Wolfgang Kleinwächter: Ja, einer unserer Slogans ist: Teaching the internet governance leaders of tomorrow. Und wir haben ja jetzt schon den achten Jahrgang hinter uns und nächstes Jahr ist der neunte. In einem weiteren Jahr feiern wir dann den zehnten Jahrestag. Zum Beispiel, wenn man heute ins GAC geht, dann sind da 4-5 Vertreter, die ihre Regierung jetzt im GAC bei ICANN vertreten. Die waren entweder Fellows oder Members der Faculty. Es ist schon eine interessante Sache, dass auch in anderen Gremien – im GNSO Council und im At-Large Advisory Committee – zu sehen ist, dass nach ein paar Jahren Fellows von der Meißen Sommerschule in verschiedenen Funktionen auftreten.
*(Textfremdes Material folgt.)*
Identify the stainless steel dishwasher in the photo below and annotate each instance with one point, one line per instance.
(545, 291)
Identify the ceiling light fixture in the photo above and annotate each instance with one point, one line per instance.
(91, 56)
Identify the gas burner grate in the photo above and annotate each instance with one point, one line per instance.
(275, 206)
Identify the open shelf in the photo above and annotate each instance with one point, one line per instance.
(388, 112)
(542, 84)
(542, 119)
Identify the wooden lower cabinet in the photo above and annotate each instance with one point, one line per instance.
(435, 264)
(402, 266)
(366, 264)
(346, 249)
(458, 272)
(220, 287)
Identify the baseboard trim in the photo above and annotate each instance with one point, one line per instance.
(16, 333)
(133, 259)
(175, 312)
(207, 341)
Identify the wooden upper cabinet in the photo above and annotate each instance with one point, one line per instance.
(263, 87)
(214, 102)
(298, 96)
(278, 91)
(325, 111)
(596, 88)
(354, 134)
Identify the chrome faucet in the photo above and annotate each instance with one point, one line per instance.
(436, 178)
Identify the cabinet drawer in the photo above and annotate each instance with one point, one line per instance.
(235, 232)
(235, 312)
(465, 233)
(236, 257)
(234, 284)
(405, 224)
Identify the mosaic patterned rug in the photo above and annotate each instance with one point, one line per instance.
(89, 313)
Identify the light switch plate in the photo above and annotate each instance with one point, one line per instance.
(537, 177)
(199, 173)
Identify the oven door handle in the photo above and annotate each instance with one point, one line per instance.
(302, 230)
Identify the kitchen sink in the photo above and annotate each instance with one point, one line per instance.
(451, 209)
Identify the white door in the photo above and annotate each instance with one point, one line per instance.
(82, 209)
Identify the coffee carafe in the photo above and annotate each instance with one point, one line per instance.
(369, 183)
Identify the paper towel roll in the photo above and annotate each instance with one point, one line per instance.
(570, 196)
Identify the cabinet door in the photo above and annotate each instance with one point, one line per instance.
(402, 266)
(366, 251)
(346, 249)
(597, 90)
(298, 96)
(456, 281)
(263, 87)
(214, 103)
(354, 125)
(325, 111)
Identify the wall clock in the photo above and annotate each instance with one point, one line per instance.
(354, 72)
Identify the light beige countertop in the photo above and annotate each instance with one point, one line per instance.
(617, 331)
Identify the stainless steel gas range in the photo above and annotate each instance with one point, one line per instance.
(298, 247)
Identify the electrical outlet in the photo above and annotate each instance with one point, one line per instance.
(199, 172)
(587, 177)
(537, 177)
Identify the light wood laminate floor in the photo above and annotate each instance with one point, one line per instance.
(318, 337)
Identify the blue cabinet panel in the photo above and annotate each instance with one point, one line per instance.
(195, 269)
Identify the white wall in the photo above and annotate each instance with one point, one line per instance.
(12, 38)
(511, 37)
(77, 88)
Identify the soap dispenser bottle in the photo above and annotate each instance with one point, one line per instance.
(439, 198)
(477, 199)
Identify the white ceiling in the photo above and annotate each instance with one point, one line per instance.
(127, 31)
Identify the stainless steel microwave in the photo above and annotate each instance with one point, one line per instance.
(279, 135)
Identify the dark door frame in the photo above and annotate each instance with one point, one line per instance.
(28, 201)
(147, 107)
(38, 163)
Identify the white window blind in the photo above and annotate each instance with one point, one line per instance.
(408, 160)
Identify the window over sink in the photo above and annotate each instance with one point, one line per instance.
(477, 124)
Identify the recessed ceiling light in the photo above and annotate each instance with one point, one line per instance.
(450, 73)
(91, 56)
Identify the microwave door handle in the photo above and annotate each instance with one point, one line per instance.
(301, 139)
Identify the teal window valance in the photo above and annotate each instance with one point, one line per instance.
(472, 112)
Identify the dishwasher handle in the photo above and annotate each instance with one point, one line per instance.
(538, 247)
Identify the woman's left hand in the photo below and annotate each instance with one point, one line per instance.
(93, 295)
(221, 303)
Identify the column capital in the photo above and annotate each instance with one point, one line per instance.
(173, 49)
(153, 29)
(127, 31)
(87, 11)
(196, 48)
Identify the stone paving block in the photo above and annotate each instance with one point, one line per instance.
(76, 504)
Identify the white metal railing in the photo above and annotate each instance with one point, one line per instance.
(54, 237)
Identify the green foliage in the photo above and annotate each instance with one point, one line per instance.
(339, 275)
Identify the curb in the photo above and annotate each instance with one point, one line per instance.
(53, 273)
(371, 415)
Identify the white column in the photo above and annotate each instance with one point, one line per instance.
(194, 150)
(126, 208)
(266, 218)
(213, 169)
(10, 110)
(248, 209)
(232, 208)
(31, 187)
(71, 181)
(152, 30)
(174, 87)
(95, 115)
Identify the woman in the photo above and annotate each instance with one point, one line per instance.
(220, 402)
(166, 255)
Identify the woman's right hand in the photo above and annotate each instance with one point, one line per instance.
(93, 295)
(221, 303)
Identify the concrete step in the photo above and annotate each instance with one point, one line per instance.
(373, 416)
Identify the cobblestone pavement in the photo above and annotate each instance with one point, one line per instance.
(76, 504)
Andrea Glorioso zum Beispiel, der die europäische Kommission im GAC vertritt, war ein Fellow der ersten Stunde. Der Zahid Jamil, der im GNSO Council eine wesentliche Rolle spielt, und auch bei NETmundial eine Arbeitsgruppe geleitet hat, war in unserem ersten Jahrgang. Und so gibt es eine lange Liste von Namen, die nach vier, fünf oder sechs Jahren plötzlich in verschiedensten Funktionen sowohl bei ICANN, als auch beim IGF und in anderen Internet Governance Gremien aufkreuzen. Das macht uns natürlich stolz.

Thomas Rickert: Jüngstes Beispiel dürfte das Board Mitglied Renalia sein, die im vor-vergangenen Jahr, wenn ich mich recht erinnere, Fellow an der Fakultät war, richtig?

Wolfgang Kleinwächter: Ja, ich kann nur noch einmal wiederholen, dass unsere Strategie bezüglich der Auswahl von Fellows richtig war: Nicht auf jetzige Undergraduates zu gehen, sondern auf Leute, die vielleicht schon einen bestimmten Schritt in ihrer Karriere gemacht haben. Sie bekommen praktisch in Leipzig den letzten Schliff und die Brücke vom Lernenden hin zum Agierenden wird gebaut.

Thomas Rickert: Abschließende Frage: Wie wird die Summerschool on Internet Governance finanziert?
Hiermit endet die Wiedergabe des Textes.